Abstract
The ability of the agent of plague, Yersinia pestis, to form a biofilm blocking the gut of the flea has been considered to be a key evolutionary step in maintaining flea-borne transmission. However, blockage decreases dramatically the life expectancy of fleas, challenging the adaptive nature of blockage. Here we develop an epidemiological model of plague that accounts for its different transmission routes, as well as the within-host competition taking place between bacteria within the flea vector. We use this theoretical framework to identify the environmental conditions promoting the evolution of blockage. We also show that blockage is favored at the onset of an epidemic, and that the frequencies of bacterial strains exhibiting different strategies of blockage can fluctuate in seasonal environments. This analysis quantifies the contribution of different transmission routes in plague and makes testable predictions on the adaptive nature of blockage.

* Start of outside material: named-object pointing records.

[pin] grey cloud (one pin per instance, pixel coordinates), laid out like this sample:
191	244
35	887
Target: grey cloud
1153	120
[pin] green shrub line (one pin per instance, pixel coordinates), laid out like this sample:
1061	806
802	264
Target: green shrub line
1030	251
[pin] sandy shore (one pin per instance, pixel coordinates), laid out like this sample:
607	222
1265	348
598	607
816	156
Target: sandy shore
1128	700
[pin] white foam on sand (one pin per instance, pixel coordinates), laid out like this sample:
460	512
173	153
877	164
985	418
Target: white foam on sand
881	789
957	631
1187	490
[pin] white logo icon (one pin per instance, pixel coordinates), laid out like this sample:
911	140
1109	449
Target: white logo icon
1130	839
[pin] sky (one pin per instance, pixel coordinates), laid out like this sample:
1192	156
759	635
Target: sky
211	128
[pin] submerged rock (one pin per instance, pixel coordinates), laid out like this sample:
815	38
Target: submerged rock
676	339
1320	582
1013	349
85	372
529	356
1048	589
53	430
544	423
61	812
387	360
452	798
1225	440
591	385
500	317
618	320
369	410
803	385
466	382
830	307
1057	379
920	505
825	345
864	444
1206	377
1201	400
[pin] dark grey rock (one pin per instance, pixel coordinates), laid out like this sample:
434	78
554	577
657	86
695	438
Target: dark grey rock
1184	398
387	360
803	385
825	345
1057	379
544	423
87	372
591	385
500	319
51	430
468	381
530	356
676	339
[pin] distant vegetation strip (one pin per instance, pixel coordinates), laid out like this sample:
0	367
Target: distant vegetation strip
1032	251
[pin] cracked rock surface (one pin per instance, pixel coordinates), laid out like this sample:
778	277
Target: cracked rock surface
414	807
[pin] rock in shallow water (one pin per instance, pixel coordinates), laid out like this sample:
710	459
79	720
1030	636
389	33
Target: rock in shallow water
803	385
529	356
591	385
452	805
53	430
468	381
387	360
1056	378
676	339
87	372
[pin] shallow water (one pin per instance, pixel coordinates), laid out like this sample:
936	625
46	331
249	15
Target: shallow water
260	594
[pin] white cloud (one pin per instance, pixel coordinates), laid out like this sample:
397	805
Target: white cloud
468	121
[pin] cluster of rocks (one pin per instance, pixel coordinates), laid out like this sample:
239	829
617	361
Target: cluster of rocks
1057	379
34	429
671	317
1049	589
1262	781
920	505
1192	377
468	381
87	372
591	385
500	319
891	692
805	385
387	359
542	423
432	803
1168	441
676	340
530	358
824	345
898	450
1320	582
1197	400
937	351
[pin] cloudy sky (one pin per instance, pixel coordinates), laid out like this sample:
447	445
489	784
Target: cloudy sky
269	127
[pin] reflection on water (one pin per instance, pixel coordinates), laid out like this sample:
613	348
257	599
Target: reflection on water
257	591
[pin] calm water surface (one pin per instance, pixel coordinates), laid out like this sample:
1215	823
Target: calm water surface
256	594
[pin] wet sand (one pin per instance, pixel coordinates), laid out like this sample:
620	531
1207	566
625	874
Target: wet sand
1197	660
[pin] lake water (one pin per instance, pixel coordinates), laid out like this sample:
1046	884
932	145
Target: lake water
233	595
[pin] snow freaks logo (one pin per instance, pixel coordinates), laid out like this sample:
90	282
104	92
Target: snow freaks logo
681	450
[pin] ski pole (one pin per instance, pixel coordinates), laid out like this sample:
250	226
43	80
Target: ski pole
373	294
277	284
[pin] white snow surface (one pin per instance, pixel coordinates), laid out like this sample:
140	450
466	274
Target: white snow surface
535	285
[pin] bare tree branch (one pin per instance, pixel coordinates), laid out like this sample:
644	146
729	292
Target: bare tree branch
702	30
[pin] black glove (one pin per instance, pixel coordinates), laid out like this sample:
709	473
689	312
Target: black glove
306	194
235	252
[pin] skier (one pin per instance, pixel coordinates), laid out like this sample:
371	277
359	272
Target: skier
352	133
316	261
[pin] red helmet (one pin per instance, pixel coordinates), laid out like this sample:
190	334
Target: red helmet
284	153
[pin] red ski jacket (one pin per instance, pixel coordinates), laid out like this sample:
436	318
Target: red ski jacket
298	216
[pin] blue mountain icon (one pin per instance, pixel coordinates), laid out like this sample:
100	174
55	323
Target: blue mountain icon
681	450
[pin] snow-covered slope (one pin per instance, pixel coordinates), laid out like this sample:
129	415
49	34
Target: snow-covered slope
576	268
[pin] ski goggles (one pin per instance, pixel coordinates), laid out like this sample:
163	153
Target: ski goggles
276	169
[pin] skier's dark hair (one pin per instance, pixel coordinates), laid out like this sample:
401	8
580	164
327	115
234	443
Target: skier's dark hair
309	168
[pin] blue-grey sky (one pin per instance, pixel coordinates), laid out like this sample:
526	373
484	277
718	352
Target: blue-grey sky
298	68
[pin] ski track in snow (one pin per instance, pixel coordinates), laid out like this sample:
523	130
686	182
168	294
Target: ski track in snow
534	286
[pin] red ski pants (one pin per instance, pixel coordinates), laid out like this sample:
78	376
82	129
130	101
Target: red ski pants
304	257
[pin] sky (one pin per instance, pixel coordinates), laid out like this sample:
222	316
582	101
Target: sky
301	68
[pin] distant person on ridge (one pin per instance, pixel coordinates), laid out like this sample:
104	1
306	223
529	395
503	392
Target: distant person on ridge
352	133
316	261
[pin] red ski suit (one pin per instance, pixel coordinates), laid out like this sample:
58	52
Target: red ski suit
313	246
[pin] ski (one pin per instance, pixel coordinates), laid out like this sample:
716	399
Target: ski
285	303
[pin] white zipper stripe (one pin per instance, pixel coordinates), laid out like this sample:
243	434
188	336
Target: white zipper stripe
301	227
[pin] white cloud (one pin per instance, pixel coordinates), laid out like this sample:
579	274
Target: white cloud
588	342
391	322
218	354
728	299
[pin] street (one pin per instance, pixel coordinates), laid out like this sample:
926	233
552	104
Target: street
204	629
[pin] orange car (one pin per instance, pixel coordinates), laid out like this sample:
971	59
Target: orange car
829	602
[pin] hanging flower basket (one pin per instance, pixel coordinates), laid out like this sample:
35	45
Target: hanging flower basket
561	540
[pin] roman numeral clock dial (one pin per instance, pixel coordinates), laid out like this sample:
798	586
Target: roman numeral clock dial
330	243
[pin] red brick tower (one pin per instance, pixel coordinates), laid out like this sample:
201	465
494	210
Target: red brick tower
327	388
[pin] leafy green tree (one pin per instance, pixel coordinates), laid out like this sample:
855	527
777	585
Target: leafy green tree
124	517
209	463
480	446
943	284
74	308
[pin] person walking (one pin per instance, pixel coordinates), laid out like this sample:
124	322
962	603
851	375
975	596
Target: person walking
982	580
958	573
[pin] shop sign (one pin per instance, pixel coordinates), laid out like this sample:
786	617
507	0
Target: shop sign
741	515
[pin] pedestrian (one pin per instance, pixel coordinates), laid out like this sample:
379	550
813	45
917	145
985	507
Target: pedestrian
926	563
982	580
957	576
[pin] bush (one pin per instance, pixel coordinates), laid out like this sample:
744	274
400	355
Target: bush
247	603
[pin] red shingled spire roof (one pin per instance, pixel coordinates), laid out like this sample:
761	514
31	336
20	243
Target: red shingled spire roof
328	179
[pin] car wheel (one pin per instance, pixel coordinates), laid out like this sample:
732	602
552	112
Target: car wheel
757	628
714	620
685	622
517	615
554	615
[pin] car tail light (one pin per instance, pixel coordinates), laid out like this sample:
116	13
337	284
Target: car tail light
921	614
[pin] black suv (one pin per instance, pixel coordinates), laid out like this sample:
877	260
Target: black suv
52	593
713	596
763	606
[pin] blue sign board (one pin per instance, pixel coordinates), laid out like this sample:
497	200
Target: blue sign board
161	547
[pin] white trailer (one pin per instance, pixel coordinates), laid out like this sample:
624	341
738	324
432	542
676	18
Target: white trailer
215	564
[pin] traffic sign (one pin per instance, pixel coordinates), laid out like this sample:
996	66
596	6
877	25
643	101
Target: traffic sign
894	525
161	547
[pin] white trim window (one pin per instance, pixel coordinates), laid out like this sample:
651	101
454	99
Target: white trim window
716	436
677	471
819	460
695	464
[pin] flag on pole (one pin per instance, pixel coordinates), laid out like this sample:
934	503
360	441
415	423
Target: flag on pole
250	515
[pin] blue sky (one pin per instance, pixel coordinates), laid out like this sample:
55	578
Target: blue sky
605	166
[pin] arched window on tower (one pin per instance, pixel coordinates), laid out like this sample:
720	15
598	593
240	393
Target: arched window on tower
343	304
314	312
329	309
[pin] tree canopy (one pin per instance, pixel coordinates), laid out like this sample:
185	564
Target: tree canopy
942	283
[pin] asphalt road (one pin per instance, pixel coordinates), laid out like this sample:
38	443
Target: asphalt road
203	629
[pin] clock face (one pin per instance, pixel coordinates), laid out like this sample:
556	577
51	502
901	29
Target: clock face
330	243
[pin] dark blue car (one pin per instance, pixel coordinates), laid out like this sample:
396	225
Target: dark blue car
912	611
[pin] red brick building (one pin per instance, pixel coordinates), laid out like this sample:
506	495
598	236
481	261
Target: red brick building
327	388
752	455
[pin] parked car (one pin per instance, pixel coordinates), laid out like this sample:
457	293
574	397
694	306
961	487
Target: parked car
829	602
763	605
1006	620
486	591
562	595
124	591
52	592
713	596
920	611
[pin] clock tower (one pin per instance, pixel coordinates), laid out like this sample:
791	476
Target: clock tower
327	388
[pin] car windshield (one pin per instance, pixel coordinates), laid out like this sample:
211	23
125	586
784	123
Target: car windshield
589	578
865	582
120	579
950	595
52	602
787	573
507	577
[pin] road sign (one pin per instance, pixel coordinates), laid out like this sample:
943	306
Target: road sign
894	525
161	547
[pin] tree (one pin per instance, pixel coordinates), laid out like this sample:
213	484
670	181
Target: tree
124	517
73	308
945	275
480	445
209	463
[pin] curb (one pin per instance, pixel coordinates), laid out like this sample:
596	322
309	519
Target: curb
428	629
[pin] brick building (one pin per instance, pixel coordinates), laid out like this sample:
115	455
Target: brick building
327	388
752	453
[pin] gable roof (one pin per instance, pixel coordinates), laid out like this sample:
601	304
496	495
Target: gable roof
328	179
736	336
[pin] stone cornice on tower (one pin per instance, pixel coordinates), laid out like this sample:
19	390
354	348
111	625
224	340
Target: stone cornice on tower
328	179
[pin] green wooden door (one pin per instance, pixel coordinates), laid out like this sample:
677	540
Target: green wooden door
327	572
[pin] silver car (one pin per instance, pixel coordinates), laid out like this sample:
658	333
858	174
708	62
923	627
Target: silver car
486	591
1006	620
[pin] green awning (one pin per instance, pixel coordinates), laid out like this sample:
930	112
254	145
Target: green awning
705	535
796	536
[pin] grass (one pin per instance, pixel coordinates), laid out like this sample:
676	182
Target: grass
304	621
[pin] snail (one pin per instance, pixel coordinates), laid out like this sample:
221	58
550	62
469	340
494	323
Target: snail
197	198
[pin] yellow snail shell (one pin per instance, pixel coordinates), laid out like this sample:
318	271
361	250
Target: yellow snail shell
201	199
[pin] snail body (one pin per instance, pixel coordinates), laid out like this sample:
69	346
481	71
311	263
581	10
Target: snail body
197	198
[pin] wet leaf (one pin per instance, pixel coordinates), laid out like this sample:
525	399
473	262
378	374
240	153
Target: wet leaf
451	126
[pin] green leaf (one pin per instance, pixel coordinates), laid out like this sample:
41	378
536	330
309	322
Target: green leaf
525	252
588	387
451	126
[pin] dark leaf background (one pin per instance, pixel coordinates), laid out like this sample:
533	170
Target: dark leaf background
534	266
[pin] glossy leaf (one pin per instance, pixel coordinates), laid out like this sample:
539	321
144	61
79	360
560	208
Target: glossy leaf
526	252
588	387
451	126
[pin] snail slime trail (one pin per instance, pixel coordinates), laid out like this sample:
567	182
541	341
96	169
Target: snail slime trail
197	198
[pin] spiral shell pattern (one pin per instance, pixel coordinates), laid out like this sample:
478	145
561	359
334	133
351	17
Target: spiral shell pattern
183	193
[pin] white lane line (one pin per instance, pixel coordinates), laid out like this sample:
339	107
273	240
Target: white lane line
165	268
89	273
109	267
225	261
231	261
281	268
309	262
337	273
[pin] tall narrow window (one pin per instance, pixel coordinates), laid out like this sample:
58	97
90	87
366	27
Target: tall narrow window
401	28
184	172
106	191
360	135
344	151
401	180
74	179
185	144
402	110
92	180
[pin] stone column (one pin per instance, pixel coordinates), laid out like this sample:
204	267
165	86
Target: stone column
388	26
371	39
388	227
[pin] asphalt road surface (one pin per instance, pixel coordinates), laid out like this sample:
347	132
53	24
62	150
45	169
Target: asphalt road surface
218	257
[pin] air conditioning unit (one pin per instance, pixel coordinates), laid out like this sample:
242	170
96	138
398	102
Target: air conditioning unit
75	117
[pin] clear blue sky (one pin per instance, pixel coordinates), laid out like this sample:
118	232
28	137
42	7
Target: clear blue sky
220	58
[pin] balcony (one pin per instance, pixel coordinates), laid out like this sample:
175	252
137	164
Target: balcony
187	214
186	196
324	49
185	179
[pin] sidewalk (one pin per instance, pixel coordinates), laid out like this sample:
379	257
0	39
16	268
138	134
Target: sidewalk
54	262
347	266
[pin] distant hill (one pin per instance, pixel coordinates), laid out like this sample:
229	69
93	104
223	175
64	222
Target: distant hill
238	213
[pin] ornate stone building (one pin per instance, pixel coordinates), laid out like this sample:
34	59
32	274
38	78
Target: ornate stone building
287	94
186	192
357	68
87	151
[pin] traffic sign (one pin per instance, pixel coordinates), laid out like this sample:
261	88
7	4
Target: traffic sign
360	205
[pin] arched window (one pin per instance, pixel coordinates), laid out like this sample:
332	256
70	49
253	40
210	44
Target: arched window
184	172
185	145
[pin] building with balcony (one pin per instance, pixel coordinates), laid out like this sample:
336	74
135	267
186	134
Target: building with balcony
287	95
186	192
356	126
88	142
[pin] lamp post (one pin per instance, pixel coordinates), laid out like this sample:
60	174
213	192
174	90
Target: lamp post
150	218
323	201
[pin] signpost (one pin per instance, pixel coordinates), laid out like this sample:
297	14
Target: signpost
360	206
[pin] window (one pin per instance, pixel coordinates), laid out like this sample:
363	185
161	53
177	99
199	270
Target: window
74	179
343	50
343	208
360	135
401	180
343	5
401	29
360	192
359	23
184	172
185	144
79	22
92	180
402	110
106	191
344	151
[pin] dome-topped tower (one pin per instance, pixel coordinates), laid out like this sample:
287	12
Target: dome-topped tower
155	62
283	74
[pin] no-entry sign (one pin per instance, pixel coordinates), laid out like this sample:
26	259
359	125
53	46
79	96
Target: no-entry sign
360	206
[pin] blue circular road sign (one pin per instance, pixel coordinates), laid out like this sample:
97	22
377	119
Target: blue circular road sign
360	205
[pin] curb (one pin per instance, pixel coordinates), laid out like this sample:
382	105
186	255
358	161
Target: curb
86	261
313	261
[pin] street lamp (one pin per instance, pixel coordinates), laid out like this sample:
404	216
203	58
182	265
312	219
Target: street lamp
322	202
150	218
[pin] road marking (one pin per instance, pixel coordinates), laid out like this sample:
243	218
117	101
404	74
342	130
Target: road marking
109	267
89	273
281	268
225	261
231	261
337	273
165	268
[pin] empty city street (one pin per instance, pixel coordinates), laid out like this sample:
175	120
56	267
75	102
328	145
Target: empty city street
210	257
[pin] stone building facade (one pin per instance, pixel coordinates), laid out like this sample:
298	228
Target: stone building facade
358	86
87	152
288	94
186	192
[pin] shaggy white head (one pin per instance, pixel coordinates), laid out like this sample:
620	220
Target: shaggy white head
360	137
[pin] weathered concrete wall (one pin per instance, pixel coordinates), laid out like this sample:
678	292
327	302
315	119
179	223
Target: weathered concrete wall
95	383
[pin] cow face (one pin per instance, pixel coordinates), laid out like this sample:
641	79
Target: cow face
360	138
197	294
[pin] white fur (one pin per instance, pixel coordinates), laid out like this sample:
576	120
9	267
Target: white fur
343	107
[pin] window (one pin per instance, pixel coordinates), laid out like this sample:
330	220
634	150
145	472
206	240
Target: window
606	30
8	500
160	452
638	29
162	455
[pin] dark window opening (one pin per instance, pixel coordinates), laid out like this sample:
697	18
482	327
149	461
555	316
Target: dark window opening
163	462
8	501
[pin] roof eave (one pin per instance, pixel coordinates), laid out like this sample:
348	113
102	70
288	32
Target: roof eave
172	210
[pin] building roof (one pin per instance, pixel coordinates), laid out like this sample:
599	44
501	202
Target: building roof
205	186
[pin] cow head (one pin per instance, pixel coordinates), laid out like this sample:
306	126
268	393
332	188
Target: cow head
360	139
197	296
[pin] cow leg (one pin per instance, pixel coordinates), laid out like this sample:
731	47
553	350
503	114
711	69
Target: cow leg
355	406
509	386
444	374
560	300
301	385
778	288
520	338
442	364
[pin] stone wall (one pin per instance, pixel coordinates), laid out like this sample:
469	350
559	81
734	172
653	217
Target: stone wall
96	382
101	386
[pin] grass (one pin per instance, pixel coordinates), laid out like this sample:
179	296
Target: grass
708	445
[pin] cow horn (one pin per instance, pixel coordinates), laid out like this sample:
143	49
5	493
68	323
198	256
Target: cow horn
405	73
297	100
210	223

Significance statement Plague transmission relies on the ability of infected fleas to inoculate Y. pestis bacteria to vertebrate hosts. The production of a biofilm by the bacteria blocks the forgut of the flea and increases infectivity. But the adaptive nature of blockage remains controversial because it has a massive survival cost on the infected fleas and reduces dramatically the length of the infection: an extreme form of the classical virulence-transmission tradeoff. Here we develop a comprehensive model of the multiple routes of plague transmission, we determine when blockage can be viewed as an adaptive manipulation of its flea vector and we generate several testable predictions on the evolution of plague in both endemic and epidemic situations.